Multiphoton spectroscopy

The subject of multiphoton excitation spectroscopy began in 1931 when Göppert-Mayer [450] wrote a theoretical paper in which she calculated the transition rate for an atom in the presence of two photons rather than just one. At the time, the process seemed rather exotic, and it was reassuring that the calculated rate was so low as to guarantee that it could not readily be observed in the laboratory with conventional sources. This conclusion was reassuring because it implies that a simple perturbative theory (one photon per transition is the weak-field limit) is adequate for most purposes.

The subject came to life with the advent of lasers, when it became easy to create intense beams of light. Since the probability of excitation by two photons grows as the square of the photon density, whereas the probability of single-photon excitation grows only linearly with photon density, two-photon transitions gain in relative strength with increasing intensity despite the small value of the rate coefficient.

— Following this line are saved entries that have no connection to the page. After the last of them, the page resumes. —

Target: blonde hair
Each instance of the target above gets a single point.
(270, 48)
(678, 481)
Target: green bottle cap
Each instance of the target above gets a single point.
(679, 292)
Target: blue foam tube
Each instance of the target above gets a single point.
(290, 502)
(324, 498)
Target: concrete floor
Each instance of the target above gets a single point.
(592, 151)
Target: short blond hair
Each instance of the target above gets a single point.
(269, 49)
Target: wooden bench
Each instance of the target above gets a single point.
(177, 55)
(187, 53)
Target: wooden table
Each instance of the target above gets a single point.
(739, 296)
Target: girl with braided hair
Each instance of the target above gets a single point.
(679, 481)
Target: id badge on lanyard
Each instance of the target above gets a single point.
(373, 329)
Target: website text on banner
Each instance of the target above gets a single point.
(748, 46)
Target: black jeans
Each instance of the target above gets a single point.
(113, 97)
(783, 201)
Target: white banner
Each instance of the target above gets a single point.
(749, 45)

The development of multiphoton spectroscopy has followed that of lasers: as the available power has increased, so has the number of photons involved in individual transitions. More significantly, it has become apparent that the physics of the interaction between radiation and matter is not the same at high laser powers as under weak illumination, i.e. that there is a qualitative change which sets in at strong laser fields. This is normally expressed by saying that perturbative approximations break down.